For our last blog, we were asked to respond to Against Theory by Knapps and Michael. The essay proposes that, "meaning is just another name for expressed intention, knowledge just another name for true belief, but theory is not just another name for practice. It is the name for all the ways people have tried to stand outside practice in order to govern practice from without. Our thesis has been that no one can reach a position outside practice, that theorists should stop trying, and that the theoretical enterprise should therefore come to an end."
For my part I do not recognize a problem with theory, and for the most part I believe that Knapps and Michael harm their claims by relying upon truth claims and value judgments. In fact, there is a fundamental element of discourse I believe may not have been covered in the section of the essay that we have read.

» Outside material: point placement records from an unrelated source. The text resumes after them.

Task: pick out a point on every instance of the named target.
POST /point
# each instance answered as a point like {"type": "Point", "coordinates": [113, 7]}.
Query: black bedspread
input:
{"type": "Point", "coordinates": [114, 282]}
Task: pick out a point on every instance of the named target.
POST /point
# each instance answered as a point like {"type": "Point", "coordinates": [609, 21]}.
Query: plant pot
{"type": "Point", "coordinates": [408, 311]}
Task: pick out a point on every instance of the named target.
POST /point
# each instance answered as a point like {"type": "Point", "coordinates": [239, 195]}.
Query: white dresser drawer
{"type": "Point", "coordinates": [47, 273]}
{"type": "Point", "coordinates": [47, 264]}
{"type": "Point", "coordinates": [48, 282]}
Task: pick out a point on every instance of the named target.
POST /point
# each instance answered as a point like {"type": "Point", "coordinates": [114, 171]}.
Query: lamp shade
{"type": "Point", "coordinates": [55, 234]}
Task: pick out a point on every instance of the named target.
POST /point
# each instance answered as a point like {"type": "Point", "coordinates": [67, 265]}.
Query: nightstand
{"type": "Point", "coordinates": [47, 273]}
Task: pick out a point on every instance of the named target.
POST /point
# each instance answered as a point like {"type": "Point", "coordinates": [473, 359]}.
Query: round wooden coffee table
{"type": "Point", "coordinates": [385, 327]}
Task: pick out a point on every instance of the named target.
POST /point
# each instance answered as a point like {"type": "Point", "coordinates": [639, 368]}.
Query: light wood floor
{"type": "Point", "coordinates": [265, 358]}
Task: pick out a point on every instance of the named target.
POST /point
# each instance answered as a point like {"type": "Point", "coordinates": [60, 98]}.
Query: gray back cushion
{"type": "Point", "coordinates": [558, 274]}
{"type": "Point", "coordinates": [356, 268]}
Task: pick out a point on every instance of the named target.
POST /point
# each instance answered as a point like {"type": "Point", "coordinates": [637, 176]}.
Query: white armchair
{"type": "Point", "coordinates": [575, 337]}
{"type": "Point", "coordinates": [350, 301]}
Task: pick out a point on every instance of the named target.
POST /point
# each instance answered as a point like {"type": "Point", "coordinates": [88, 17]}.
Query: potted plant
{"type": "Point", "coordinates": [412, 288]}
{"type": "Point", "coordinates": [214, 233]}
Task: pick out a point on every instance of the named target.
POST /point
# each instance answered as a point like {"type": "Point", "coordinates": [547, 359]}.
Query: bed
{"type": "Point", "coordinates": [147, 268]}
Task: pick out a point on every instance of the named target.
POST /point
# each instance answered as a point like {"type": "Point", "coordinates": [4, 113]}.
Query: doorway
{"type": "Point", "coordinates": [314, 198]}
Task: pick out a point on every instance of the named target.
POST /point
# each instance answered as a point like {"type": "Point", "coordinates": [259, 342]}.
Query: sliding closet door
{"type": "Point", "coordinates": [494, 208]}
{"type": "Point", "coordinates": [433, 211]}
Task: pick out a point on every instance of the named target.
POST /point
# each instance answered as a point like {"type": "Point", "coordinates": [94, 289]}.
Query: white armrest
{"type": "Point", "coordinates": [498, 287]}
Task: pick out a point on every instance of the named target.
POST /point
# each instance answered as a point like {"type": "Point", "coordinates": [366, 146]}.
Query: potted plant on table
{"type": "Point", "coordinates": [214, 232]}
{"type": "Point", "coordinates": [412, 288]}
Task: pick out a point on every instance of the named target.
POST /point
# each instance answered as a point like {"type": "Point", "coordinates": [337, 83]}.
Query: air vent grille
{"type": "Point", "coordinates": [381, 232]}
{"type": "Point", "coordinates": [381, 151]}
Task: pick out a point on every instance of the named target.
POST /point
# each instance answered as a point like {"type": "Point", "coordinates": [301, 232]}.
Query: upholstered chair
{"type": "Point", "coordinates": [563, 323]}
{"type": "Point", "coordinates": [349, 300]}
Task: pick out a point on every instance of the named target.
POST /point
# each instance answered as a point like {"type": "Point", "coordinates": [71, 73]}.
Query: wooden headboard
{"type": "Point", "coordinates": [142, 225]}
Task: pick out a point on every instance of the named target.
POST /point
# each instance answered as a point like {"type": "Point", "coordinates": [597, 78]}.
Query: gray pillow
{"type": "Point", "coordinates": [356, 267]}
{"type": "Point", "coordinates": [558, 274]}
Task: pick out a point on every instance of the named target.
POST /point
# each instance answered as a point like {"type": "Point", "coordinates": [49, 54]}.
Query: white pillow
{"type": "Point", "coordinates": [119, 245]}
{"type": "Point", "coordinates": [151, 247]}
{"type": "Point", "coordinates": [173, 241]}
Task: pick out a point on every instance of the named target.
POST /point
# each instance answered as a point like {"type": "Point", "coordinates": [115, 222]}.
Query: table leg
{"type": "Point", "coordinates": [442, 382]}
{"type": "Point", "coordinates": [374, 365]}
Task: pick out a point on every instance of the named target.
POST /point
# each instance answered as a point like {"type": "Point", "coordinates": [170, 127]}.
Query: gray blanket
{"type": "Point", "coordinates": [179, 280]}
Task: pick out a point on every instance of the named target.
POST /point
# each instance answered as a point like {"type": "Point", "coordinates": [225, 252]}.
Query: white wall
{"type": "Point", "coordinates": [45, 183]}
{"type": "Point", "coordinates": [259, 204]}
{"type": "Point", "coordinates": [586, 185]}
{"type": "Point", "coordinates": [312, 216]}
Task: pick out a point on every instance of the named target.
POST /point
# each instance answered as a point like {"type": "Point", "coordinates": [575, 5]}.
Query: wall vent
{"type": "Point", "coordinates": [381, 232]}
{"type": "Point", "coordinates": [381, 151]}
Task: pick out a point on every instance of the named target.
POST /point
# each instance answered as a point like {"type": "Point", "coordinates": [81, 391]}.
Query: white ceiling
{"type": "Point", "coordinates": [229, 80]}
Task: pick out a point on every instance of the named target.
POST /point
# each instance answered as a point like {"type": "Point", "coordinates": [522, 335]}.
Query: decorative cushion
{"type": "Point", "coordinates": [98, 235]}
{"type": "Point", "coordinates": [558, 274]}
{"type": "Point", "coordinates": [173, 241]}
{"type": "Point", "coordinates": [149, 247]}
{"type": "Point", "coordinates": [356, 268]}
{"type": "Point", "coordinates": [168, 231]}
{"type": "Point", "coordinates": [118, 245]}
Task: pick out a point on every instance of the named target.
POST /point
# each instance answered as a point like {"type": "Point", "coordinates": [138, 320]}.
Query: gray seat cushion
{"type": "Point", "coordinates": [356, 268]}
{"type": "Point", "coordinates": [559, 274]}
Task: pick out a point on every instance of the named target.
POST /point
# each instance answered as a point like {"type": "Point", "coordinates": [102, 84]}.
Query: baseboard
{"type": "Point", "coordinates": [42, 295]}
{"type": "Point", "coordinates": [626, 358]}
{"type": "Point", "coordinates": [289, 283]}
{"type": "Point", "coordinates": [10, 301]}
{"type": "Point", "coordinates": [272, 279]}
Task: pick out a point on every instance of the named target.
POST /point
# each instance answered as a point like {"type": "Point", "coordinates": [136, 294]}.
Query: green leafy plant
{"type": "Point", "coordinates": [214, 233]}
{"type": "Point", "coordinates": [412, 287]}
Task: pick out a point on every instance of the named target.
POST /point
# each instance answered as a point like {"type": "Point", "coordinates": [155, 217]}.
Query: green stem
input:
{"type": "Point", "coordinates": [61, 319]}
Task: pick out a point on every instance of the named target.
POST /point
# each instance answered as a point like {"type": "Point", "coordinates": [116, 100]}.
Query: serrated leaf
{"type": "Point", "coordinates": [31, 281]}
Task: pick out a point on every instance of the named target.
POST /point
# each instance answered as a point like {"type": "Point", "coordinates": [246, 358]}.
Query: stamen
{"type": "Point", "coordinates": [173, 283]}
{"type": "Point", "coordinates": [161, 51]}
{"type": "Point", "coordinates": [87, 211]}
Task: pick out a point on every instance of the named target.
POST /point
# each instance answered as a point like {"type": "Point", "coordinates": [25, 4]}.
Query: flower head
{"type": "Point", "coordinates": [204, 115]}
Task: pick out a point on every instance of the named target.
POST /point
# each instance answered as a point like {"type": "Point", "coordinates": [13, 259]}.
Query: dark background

The way I understand it, all that is required for an assertion about a text in Critical Theory is that it needs to be grounded in the text. That is, for any assertion that one might make, one must first provide evidence present in the text to support such a claim. This is my grasp of the theoretical project. I do not understand critical theory to suppose value judgments or dismiss one interpretation of a text in favor of another, rather it is simply to propose a method of analyzing any given text which makes an interpretation possible. The goal of critical theory should never be to discourage or inhibit an interpretation, I should think, and no interpretation should be taken as definitive, including the author's: i.e. if the author reads a text in a certain way, while everyone else reads it to mean something else, then so long as these interpretations are grounded in the text, they are always valid. However more than anything else I believe the project of theory amounts to a demonstration of the subjectivity of meaning.